I’m a closet perfectionist. Although segments of my life can be cluttered, there are aspects where I hone my efforts to a razor’s edge. My studies are typically one of them.
Even though I try to play off how seriously I take college and even work, there always is this sort of inner fire that sparks my drive to put my heart and soul into things. Be it stories, speeches, publications, really anything—if I don’t reign myself in, I’ll stress and spend every waking second tweaking, doubting and making a general mess of my disposition, all for the quest of making something perfect.
Certain students here at our journalism school do the same things during their assignments. Come to think of it, I did go through some spouts of obsessiveness with my assignments, flinching and grimacing when I lost two points for something like comma use! Oh God oh God!
So I know the feeling of wanting to be great at this training. I remember wanting to write about subjects that hadn’t been covered before, or coming up with new angles. Honestly, these instructors have seen hundreds and thousands of stories, all about the same core group of subjects, finding a “new” subject isn’t the focus—writing well is the goal. All of the extra stress at being different and unique is unwarranted.
If the students spend too much time obsessing about perfecting every aspect of a story oftentimes they’ll miss the basic stuff and even fail assignments. So the instructors constantly have to get them to back off, take their time, and not try to be different, just competent.

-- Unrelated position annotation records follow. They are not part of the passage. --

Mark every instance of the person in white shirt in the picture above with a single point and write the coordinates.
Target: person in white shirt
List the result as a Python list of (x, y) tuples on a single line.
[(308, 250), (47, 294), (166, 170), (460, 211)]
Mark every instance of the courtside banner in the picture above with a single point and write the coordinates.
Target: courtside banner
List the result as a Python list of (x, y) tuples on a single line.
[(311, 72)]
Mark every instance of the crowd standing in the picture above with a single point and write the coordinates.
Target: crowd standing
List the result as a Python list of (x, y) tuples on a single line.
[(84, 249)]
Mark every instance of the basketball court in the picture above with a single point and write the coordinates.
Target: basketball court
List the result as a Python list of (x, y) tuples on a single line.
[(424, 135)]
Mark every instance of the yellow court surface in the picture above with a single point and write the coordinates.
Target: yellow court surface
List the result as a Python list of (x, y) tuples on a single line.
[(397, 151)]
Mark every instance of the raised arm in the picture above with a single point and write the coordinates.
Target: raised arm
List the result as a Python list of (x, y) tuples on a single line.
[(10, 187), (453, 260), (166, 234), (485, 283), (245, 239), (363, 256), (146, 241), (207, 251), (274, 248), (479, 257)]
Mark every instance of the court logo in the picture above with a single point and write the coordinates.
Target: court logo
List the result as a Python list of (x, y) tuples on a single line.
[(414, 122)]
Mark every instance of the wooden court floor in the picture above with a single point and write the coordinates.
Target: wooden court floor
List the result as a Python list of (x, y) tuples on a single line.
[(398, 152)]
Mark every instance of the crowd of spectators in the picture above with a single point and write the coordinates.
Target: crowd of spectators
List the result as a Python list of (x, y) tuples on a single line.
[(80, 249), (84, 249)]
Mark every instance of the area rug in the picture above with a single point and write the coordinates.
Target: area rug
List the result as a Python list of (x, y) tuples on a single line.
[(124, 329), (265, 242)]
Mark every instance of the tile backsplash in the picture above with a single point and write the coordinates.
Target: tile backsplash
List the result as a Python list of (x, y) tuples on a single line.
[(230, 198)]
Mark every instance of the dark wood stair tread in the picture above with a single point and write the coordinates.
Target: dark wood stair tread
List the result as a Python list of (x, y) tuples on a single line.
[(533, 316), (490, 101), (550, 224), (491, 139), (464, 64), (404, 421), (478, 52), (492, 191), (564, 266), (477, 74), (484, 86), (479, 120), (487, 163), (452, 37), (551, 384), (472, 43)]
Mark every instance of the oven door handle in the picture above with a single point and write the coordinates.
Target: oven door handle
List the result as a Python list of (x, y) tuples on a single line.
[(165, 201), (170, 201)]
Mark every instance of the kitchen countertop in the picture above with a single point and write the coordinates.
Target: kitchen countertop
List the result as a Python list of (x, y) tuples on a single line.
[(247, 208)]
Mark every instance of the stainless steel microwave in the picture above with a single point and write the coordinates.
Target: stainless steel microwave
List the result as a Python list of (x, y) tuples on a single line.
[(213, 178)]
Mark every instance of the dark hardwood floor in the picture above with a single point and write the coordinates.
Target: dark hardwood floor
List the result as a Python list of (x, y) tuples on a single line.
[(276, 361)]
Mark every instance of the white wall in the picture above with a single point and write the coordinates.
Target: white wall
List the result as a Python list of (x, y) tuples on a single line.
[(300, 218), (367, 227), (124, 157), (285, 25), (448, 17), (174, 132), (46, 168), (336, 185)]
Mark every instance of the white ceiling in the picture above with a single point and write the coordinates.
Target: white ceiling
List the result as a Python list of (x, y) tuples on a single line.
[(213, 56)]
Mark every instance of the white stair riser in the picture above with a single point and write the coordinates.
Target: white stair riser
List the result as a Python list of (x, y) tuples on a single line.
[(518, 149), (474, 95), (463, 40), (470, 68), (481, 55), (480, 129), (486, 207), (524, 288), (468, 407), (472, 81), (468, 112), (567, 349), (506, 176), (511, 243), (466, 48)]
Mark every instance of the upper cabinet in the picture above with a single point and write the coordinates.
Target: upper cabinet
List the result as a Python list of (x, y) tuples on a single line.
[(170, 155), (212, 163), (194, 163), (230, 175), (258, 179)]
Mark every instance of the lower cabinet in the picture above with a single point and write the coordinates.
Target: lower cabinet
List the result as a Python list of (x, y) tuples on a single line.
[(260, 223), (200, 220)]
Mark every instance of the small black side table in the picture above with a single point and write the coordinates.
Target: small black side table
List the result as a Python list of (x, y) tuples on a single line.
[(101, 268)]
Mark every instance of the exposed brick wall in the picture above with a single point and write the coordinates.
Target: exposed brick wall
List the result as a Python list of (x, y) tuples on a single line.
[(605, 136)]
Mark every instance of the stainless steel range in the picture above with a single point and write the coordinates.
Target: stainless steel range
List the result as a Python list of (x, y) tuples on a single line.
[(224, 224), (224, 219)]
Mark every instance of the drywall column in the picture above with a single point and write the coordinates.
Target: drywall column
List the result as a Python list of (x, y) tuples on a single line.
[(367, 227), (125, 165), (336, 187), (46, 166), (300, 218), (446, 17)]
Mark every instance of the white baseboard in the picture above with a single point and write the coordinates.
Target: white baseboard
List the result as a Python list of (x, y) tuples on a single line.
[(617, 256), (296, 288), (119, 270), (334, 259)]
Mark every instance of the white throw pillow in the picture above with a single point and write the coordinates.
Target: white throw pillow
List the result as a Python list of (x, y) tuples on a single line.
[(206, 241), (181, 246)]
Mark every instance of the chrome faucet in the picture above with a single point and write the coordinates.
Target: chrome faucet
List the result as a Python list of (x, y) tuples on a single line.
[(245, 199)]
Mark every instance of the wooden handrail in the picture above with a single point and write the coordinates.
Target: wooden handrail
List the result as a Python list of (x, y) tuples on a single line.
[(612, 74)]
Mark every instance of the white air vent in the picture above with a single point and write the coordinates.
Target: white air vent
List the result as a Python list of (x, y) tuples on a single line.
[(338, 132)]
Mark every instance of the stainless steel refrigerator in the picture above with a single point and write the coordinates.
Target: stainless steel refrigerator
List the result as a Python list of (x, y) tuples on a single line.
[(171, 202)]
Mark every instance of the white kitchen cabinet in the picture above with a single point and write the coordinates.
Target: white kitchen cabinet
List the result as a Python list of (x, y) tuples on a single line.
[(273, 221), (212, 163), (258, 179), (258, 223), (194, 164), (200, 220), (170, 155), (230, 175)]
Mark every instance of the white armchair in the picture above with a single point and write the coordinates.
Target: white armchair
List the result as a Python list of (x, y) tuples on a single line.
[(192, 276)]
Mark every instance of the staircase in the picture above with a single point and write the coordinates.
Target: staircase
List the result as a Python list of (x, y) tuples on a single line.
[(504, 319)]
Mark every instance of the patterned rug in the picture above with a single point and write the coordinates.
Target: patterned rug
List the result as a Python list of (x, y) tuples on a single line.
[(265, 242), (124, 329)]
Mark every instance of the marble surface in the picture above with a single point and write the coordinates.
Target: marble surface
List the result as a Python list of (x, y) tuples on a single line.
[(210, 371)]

Not that the military doesn’t want creative writers, but this training is a process of teaching the basics, there is plenty of time to grow and develop as a writer afterwards.
My speech, which I’ll give regularly, once I am certified to teach, will go something like this:
Students. The time as come for you to begin the segment of your training where you’ll produce a series of feature stories. This exercise will draw from everything you have learned thus far. It will be challenging, but rewarding.
Many of you will spend hours and hours on single assignments, fretting and stressing out about how to make a singularly unique story.
Right now you are at the beginning of your careers. Think of it as…well, an empty meadow, surrounded by trees, representing the works of other writers and journalists before you.
You want to add as many trees as you can to your meadow, so you can have a strong…forest? To shade…your legacy?
At this point I’ll put on a confused look to get a few laughs that Staff Sgt. Salmons is off his rocker again. But, to continue:
Now, to plant a forest, you need trees, lots of trees. Think of the trees each as a story you’ve written. Most trees on the grounds surrounding the meadow are tall and strong, full of literary tension and effect. And you want to get to that point where your plot of land is full of those proud trees (representing stories…stay with me).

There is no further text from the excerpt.